Self Doubt and Writing

My sister is an artist.

Some of my earliest memories are of her drawing or of people talking about her drawing.



Each word used to describe her and each word is absolutely true. Me on the other hand…I can’t draw a stick figure.  

For years, I used to watch my sister about pull her hair out over her work. “It’s not good enough,” she’d say or “It’s not done.”

I would sit back on the couch of our small living room and see nothing but spectacular brilliance. How could she not see the absolute beauty she created when it was right there staring her in the face?

I never got it…until I took my fascination with storytelling and decided to pursue a publishing career.

Last week, I finished revisions for a story and I felt a little stir crazy as I closed out the document. Doubt nagged and chewed at my confidence. My mind raced through all the possible other things I could have done with the storyline, characterization, or plot.

My trusted beta readers and critique partners all told me that it was ready…that they loved the story, but when I would reopen the document, all I saw were things I could have done differently or possibly better.

Let me throw this onto the table: I feel this way with every story I finish and each time I type “The End” I understand my sister.

My book was like her painting; it’s my work of art. While others can appreciate its beauty for what it is, as the artist, I see where I could improve.

And when I made the connection, when I realized I wasn’t appreciating the beauty in front of me, I took a step back and a deep breath.

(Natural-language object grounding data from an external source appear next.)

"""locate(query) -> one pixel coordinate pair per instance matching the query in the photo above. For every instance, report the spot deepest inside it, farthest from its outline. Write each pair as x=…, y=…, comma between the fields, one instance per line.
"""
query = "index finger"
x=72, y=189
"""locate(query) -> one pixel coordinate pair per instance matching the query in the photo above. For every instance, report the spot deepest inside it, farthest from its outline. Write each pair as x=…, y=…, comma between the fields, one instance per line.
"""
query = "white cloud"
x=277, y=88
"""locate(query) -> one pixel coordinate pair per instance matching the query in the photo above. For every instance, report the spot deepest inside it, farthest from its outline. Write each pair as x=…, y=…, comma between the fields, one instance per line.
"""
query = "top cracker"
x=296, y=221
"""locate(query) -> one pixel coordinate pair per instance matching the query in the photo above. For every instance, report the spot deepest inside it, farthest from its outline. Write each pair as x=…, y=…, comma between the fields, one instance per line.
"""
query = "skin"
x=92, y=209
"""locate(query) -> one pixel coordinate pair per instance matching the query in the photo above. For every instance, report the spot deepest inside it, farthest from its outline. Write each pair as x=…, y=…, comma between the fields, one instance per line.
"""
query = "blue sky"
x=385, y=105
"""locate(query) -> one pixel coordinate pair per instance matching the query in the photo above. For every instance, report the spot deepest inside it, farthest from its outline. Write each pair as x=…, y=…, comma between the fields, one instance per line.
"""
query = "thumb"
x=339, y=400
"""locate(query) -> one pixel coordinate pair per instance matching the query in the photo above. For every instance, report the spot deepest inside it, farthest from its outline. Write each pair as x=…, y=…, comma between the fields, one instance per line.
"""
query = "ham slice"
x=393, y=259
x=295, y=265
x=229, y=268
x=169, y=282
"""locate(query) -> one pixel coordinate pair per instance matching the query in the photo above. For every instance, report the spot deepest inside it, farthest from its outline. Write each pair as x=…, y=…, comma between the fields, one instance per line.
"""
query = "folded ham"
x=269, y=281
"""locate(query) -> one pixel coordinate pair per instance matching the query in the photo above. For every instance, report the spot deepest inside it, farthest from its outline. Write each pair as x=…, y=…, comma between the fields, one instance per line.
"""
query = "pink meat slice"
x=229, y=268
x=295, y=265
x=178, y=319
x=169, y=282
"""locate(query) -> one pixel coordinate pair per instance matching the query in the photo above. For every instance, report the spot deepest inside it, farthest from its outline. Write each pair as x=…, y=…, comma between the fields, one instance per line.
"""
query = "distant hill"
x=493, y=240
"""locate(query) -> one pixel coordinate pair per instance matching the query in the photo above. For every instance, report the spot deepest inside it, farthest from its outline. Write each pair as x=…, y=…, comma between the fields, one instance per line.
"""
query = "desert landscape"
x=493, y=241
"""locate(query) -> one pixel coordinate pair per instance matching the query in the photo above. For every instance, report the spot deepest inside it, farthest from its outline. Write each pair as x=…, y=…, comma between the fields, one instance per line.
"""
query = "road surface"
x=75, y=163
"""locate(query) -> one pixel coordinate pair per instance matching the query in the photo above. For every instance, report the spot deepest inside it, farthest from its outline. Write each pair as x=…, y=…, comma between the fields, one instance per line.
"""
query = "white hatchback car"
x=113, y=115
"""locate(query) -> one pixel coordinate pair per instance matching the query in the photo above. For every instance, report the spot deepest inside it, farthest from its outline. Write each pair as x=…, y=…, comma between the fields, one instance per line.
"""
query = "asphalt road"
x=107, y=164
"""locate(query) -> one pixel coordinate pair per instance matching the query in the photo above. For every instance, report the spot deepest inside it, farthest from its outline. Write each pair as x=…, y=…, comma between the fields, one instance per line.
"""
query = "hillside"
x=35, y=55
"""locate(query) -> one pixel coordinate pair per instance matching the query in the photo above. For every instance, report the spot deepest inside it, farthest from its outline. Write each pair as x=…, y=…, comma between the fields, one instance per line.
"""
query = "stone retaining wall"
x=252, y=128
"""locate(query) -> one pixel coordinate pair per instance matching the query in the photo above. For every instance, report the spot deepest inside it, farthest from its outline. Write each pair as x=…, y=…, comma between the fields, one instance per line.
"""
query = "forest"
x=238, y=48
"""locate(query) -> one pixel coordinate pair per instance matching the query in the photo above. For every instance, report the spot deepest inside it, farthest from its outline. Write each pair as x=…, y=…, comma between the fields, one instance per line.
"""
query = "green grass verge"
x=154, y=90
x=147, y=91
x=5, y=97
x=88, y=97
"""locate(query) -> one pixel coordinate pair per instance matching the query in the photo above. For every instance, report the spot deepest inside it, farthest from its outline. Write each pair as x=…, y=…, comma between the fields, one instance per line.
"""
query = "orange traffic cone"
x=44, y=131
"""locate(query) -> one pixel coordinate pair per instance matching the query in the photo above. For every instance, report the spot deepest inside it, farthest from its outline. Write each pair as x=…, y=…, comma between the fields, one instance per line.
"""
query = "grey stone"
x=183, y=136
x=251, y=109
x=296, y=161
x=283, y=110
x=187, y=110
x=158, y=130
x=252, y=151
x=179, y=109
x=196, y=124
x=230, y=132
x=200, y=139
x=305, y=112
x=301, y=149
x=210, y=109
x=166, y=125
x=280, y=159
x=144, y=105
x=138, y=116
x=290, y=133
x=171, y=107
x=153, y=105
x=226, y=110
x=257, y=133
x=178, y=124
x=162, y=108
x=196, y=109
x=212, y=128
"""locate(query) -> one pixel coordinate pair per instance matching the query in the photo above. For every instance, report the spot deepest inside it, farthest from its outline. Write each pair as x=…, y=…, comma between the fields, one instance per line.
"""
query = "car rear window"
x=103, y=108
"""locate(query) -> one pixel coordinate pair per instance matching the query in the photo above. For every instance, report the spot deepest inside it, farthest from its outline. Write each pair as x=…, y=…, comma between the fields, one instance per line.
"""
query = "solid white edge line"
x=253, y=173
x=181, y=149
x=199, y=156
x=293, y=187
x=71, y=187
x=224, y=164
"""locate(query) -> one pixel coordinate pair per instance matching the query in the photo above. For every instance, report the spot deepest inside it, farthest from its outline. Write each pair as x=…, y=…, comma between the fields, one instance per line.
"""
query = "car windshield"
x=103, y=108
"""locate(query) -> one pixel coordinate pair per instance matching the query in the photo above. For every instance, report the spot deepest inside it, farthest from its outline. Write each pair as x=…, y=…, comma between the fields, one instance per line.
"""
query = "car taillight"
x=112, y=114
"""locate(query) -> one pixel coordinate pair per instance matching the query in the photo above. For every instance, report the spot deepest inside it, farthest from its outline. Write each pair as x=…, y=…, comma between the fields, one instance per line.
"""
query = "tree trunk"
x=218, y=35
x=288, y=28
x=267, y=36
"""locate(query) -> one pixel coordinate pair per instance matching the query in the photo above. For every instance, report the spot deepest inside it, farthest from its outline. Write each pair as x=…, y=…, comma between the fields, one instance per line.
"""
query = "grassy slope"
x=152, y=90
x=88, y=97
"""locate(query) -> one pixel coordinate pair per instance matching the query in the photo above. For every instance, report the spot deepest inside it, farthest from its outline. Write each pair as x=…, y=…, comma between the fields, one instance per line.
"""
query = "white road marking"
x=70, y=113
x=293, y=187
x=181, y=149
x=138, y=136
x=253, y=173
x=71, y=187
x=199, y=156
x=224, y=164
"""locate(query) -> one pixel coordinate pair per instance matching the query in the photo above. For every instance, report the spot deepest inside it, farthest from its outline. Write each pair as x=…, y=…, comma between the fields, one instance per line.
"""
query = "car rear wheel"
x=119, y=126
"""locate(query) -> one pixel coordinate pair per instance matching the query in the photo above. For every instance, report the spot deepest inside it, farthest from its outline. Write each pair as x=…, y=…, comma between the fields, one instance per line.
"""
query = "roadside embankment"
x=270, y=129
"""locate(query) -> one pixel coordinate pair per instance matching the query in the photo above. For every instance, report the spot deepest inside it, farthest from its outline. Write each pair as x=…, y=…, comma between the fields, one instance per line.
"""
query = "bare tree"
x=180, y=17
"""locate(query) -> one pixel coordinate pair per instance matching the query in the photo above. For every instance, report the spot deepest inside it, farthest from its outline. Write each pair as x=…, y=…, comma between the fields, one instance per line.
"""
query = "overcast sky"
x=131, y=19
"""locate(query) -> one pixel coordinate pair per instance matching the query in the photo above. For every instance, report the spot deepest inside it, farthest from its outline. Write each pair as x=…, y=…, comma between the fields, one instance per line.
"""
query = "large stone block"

I love my story. I love my characters and the plot and everything about it. Writers are artists. We use words instead of a paintbrush. I think it’s good that we are always pushing ourselves to be better, but remember to take a step back and congratulate yourself for your accomplishments.


Natalie Aguirre said...

I can only draw stick people too. I totally understand your sister's feelings too. But that's a great idea to take a step back and just celebrate the accomplishment of finishing. Thanks for reminding us to do that.

Kristin Lenz said...

Thanks, Katie. This is so true. Writers are always asking how to know when their work is done, because it never seems done - there's always something to change or improve. I took a drawing class a couple months ago (my first since middle school), and there was a point during one of our projects when my teacher told me to stop. "It's good," she said, "you're going to mess it up if you keep adding to it." The same can be true with writing - I definitely have one manuscript that is overwritten, trying to please not only myself but trying to incorporate everyone else's opinions too.

Colette Ballard said...

You are so right-it's important to appreciate the art of our work instead of always focusing on the flaws! Great post!

Stina Lindenblatt said...

I'm bad at this too. Great idea about celebrating the accomplishment of just finishing the MS. It's so easy to forget that important step.